Latent space trajectories of biological and artificial neural-networks

Abstract

Untangling black boxes can shed insight into highly complex systems. One class of methods is dimensionality reduction, which takes high dimensional data, and transforms it into an encoded representation. How this encoding works has potential to relate to underlying patterns of the data. In this project, I use Tensor Component Analysis (TCA) which can reduce Nth order tensors into factors representing each axis. TCA is applied to both biological and artificial neural networks, shown to provide insights on both sets. Visualizing this complex data becomes, but advanced visualization techniques help uncover meaning.

Resources

A jupyter notebook showing the TCA on the MNIST dataset with 30 models can be accessed HERE under the TCA repository.

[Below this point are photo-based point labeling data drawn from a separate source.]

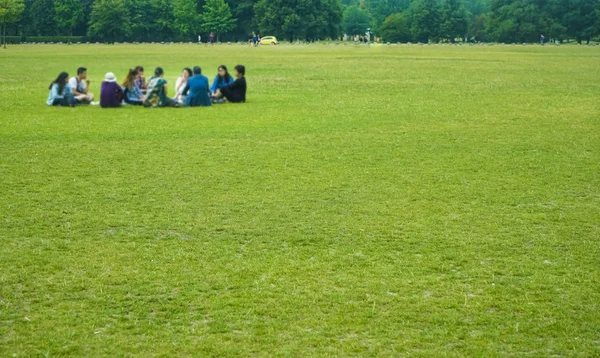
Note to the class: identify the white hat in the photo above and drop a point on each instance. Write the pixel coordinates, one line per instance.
(110, 77)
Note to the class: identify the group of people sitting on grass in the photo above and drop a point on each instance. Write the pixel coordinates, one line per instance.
(192, 89)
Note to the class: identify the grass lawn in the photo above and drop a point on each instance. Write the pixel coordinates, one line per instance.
(382, 201)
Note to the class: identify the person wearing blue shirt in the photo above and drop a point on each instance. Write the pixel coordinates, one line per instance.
(197, 90)
(223, 79)
(60, 93)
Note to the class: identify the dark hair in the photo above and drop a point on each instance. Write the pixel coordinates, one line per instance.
(130, 78)
(227, 75)
(241, 69)
(60, 80)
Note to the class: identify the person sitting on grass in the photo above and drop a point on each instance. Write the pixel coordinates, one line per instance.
(60, 93)
(157, 91)
(111, 94)
(140, 80)
(223, 79)
(133, 95)
(196, 90)
(235, 92)
(80, 85)
(181, 83)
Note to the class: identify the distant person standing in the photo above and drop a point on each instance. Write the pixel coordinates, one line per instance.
(80, 85)
(140, 81)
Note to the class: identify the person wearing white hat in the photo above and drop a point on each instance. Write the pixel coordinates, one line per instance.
(111, 94)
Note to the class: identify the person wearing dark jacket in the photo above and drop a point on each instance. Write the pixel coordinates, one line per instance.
(197, 90)
(111, 94)
(235, 92)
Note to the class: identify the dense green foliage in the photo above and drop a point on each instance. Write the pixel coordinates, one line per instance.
(383, 201)
(426, 20)
(10, 10)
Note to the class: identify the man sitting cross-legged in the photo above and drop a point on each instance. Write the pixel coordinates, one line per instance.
(80, 85)
(235, 92)
(196, 90)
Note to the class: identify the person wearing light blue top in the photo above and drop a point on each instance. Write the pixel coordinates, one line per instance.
(60, 93)
(223, 79)
(196, 90)
(133, 94)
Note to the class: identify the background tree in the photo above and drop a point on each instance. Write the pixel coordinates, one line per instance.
(395, 28)
(381, 9)
(298, 19)
(69, 13)
(477, 28)
(356, 21)
(515, 21)
(217, 17)
(162, 21)
(454, 20)
(10, 10)
(581, 19)
(109, 20)
(426, 20)
(243, 11)
(186, 16)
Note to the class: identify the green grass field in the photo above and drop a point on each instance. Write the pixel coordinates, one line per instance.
(382, 201)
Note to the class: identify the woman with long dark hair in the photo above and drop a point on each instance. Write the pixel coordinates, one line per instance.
(181, 83)
(133, 94)
(60, 93)
(222, 79)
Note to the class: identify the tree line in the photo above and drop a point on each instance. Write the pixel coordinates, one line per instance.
(306, 20)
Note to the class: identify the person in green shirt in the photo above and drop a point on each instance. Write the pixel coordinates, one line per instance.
(157, 91)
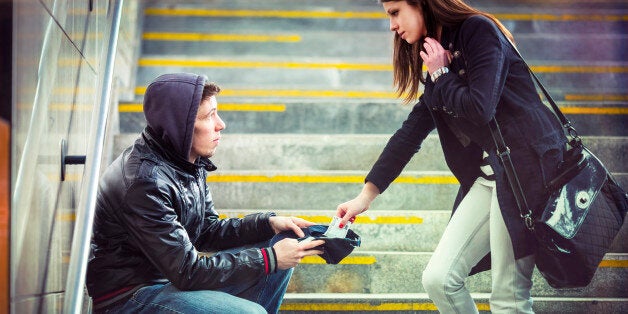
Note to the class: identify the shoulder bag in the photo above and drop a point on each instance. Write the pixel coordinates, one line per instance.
(582, 216)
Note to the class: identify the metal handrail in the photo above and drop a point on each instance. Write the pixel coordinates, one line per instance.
(81, 238)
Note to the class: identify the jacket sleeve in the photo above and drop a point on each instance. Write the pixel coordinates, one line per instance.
(475, 97)
(219, 234)
(402, 146)
(152, 223)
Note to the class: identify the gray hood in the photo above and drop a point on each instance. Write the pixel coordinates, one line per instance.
(171, 102)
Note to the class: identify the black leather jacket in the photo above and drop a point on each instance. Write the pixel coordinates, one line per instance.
(153, 216)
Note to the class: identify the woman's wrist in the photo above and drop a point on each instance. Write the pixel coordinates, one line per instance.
(439, 72)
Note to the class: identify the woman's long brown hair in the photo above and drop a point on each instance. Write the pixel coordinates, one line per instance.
(407, 63)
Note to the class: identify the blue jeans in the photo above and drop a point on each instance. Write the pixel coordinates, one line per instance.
(265, 296)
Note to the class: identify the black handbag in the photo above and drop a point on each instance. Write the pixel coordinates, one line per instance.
(334, 249)
(582, 216)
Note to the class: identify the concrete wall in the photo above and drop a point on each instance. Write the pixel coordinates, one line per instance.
(59, 53)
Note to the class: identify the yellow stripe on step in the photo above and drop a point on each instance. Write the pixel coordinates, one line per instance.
(367, 15)
(614, 264)
(367, 306)
(252, 178)
(596, 97)
(263, 64)
(595, 110)
(578, 69)
(266, 13)
(295, 93)
(380, 220)
(349, 260)
(221, 107)
(220, 37)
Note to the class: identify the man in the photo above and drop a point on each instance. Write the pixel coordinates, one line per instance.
(154, 213)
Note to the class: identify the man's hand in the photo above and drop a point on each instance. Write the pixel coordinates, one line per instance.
(290, 251)
(280, 223)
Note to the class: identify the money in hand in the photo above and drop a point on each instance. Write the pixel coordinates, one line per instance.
(333, 231)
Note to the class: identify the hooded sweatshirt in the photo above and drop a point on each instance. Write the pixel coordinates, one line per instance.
(154, 210)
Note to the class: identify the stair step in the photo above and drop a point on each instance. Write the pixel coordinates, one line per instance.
(401, 272)
(420, 303)
(346, 115)
(395, 230)
(350, 151)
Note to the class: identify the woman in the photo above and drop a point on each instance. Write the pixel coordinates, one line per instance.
(473, 76)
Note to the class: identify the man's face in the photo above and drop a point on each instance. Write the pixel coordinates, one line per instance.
(206, 130)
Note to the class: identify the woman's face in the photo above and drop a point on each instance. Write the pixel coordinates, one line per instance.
(406, 20)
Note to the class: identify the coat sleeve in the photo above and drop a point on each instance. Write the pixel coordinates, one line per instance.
(152, 222)
(475, 97)
(220, 234)
(402, 146)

However, since the biological data has not been published yet, it will not be available for some time. If you so desire, email me at ( ash@ucsc.edu )

The full paper can opened HERE

Overview

The Tensor Component Analysis package - tensortools was used with python to create all of these visualizations. Each package in the beginning imports needs to be installed (future instructions will be added in the original github repo, including a requirements file). The jupyter notebook can be run and will produce each visualization.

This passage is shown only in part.